En el corazón de la Ciudad de México existe un trabajo peligroso que pocos se atreven a realizar y casi nadie quiere mencionar.
Un hombre ha pasado más de cuatro décadas entrando en lo más oscuro de la ciudad, sin luz y sin una salida cercana.
Julio César no es un buzo común, trabaja dentro del sistema de drenaje, donde termina todo lo que la sociedad desecha diariamente.
Desde basura doméstica hasta animales muertos e incluso cuerpos humanos, todo existe en los túneles donde él se sumerge.
Su trabajo no permite errores, porque perder comunicación o aire significa enfrentar la muerte en cuestión de segundos.
A solo diez centímetros bajo el agua, la visibilidad desaparece completamente, obligándolo a trabajar únicamente con el tacto.
Un cable conectado a sus compañeros en la superficie es sus ojos y también su única línea de vida en ese entorno extremo.
Si ese sistema falla, Julio César no tendría ninguna oportunidad de salir de los túneles profundos donde trabaja diariamente.
El traje especial que utiliza pesa cerca de 80 kilos y está diseñado para resistir el ambiente tóxico y objetos peligrosos.
En el fondo del drenaje, debe arrastrarse, retirar desechos con las manos y abrir paso entre lodo que puede atraparlo fácilmente.

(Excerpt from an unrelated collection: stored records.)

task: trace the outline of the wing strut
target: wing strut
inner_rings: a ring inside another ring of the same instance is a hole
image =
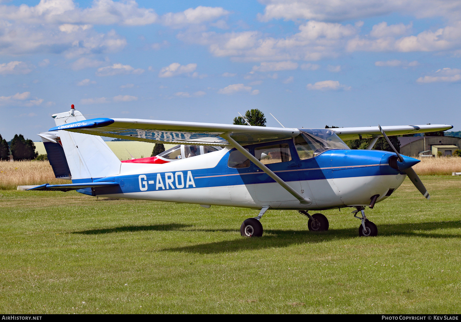
[[[236,149],[242,155],[250,159],[250,160],[258,166],[258,167],[263,171],[267,174],[269,177],[275,180],[279,185],[283,187],[285,190],[293,195],[295,198],[299,200],[300,203],[303,206],[308,206],[312,203],[312,200],[310,198],[304,198],[301,196],[298,191],[288,185],[286,182],[281,179],[277,174],[274,173],[269,168],[265,166],[259,160],[256,159],[251,153],[245,149],[240,144],[235,141],[234,139],[230,137],[230,133],[225,133],[220,136],[221,137],[225,138],[227,142],[233,147]]]

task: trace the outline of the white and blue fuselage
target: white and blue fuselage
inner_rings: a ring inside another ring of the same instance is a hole
[[[286,140],[290,143],[292,140]],[[282,141],[283,143],[284,141]],[[258,144],[247,146],[252,153]],[[113,181],[118,185],[80,189],[93,196],[260,209],[325,209],[366,206],[379,195],[385,199],[404,179],[391,167],[396,154],[372,150],[330,149],[301,160],[290,145],[292,159],[266,165],[312,203],[299,201],[252,162],[248,167],[228,166],[229,148],[164,164],[122,163],[120,174],[81,183]]]

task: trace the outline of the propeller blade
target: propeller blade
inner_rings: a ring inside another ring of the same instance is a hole
[[[421,179],[418,176],[418,175],[416,174],[416,173],[414,172],[414,170],[413,170],[413,168],[410,167],[408,169],[405,169],[404,171],[407,173],[407,175],[410,178],[410,180],[414,185],[414,186],[420,191],[420,192],[424,196],[424,197],[428,199],[430,198],[431,196],[429,196],[429,191],[427,191],[426,187],[424,186],[423,183],[421,182]]]
[[[378,124],[378,127],[379,128],[379,131],[381,131],[381,132],[383,134],[383,136],[384,137],[384,138],[386,139],[386,141],[387,141],[387,143],[390,146],[390,147],[392,148],[392,149],[394,150],[394,152],[397,154],[397,156],[399,157],[399,161],[400,162],[403,162],[403,158],[402,157],[402,156],[400,155],[400,153],[397,152],[397,150],[396,150],[396,148],[394,147],[392,143],[390,143],[390,140],[389,140],[389,138],[387,137],[387,135],[386,135],[386,132],[384,131],[384,130],[383,130],[383,129],[381,128],[381,125]],[[416,175],[416,174],[415,173],[414,174]],[[418,177],[417,175],[416,176],[416,177]]]

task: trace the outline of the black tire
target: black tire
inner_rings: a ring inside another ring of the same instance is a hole
[[[307,227],[309,230],[313,232],[322,232],[328,230],[330,224],[328,223],[328,220],[325,216],[322,214],[314,214],[312,215],[312,218],[317,220],[317,222],[314,221],[310,218],[307,221]]]
[[[240,234],[244,237],[260,237],[262,225],[257,219],[248,218],[240,226]]]
[[[371,237],[378,235],[378,227],[376,225],[370,221],[365,221],[365,227],[366,231],[363,231],[363,227],[361,225],[359,226],[359,236],[361,237]]]

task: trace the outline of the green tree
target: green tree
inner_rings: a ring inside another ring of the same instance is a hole
[[[10,158],[10,148],[8,142],[0,135],[0,160],[7,160]]]
[[[151,156],[158,155],[165,151],[165,146],[163,145],[163,143],[156,143],[155,145],[154,146],[154,149],[152,150],[152,154]]]
[[[48,160],[48,155],[41,154],[35,158],[36,161],[46,161]]]
[[[22,134],[15,134],[11,140],[11,154],[15,160],[33,160],[38,156],[32,140],[24,138]]]
[[[250,125],[254,126],[265,126],[266,119],[264,114],[257,108],[248,110],[245,113],[245,118]],[[235,125],[248,125],[241,116],[234,119]]]

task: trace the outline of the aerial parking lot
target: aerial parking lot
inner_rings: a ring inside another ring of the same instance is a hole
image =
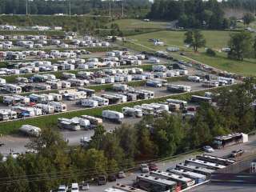
[[[255,153],[255,79],[214,67],[240,32],[111,16],[130,3],[94,2],[107,17],[1,16],[10,25],[0,25],[0,191],[251,191],[210,182]]]

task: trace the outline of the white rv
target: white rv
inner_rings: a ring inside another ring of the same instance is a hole
[[[66,111],[66,105],[58,102],[51,102],[50,105],[52,106],[55,112],[65,112]]]
[[[142,117],[142,110],[140,109],[136,108],[131,108],[131,107],[123,107],[122,109],[122,112],[124,115],[128,117],[136,117],[136,118],[141,118]]]
[[[81,105],[87,107],[96,107],[98,106],[98,102],[93,99],[81,99]]]
[[[21,94],[22,93],[22,87],[13,85],[13,84],[5,84],[4,89],[10,94]]]
[[[38,137],[41,132],[40,128],[30,125],[23,125],[19,128],[19,130],[23,134],[33,137]]]
[[[114,110],[103,110],[102,118],[110,121],[120,122],[124,118],[123,114]]]
[[[109,105],[109,100],[107,98],[104,98],[98,96],[93,96],[90,98],[90,99],[97,101],[98,103],[98,106],[108,106]]]

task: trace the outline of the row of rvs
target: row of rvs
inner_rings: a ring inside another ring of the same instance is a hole
[[[80,130],[93,129],[102,124],[102,119],[89,115],[82,115],[73,118],[58,118],[58,126],[60,129],[70,130]]]

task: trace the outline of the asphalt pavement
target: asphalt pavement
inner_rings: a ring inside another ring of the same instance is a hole
[[[244,150],[245,154],[251,153],[252,150],[254,150],[256,148],[256,136],[251,136],[249,138],[249,142],[246,143],[242,143],[240,145],[233,146],[230,147],[226,147],[223,150],[216,150],[214,152],[210,153],[210,154],[218,156],[218,157],[225,157],[227,156],[232,150]],[[174,159],[170,159],[169,161],[165,161],[163,162],[157,163],[158,167],[160,170],[165,171],[167,168],[175,167],[175,165],[180,162],[184,162],[186,159],[190,158],[195,158],[195,154],[186,154],[182,155]],[[127,177],[123,179],[118,179],[115,182],[108,182],[105,186],[91,186],[89,192],[102,192],[104,190],[114,186],[116,183],[122,183],[126,185],[132,185],[133,181],[136,178],[138,174],[141,174],[139,171],[134,173],[127,174]],[[244,190],[242,189],[244,188]],[[239,192],[239,191],[248,191],[254,192],[256,191],[255,186],[222,186],[222,185],[214,185],[214,184],[205,184],[201,186],[198,186],[194,189],[189,190],[190,192]]]

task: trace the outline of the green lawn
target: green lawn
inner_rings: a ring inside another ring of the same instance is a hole
[[[203,62],[205,64],[214,66],[216,68],[226,70],[228,72],[236,73],[242,75],[256,75],[256,59],[245,58],[243,62],[231,60],[227,58],[226,54],[218,53],[216,57],[206,55],[204,49],[200,49],[200,53],[194,54],[191,49],[184,47],[184,31],[170,31],[162,30],[155,33],[148,33],[144,34],[128,37],[127,39],[133,42],[126,43],[129,47],[135,50],[143,50],[145,47],[154,50],[165,50],[167,46],[178,46],[184,51],[187,57]],[[206,46],[215,50],[226,46],[230,39],[230,34],[236,33],[230,31],[203,30],[202,34],[206,39]],[[148,42],[149,38],[159,38],[166,43],[165,46],[155,46],[152,42]],[[182,59],[178,54],[172,55],[179,59]]]
[[[216,57],[210,57],[205,54],[186,53],[186,55],[198,62],[228,72],[242,75],[256,75],[256,59],[245,58],[244,61],[231,60],[224,54],[217,54]]]
[[[138,28],[166,28],[168,26],[166,22],[144,22],[140,19],[119,19],[107,24],[110,27],[112,23],[117,23],[121,30],[138,29]]]
[[[165,50],[166,47],[154,46],[152,42],[148,42],[150,38],[159,38],[166,46],[178,46],[184,49],[184,31],[162,30],[130,36],[129,38],[154,49]],[[230,31],[202,30],[202,34],[206,39],[206,46],[219,50],[226,46]]]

Lo que encuentra es difícil de imaginar: llantas, electrodomésticos y masas de basura compactada que parecen bloques de concreto.
En ocasiones, también participa en la recuperación de cuerpos, dando cierre a familias que buscan respuestas en medio del dolor.
Esa parte del trabajo es la más dura, donde la carga emocional se mezcla con el deber profesional de manera inevitable.
Aun así, Julio César continúa, convencido de que alguien debe hacer este trabajo para que la ciudad siga funcionando.
El sistema de drenaje opera sin descanso y cualquier bloqueo puede provocar inundaciones graves en toda la capital.
Él asegura que el problema no es el sistema, sino la enorme cantidad de basura que la gente tira sin pensar.
Si la población cambiara sus hábitos, muchas de las inundaciones podrían evitarse en la Ciudad de México.
Su familia teme por su vida, ya que entiende los riesgos constantes que enfrenta cada vez que desciende al drenaje.
Sin embargo, lo apoyan porque saben que no es solo un trabajo, sino una responsabilidad que él decidió asumir.
Durante 42 años, Julio César ha enfrentado oscuridad, peligro y situaciones que la mayoría de las personas no soportaría.
No aparece en los grandes medios ni recibe reconocimiento, pero su labor es esencial para millones de habitantes.
Personas como él sostienen la ciudad desde las sombras, sin aplausos, pero con un impacto que pocos comprenden realmente.
Ese es el verdadero poder, el que se construye en silencio y mantiene en pie a toda una ciudad día tras día.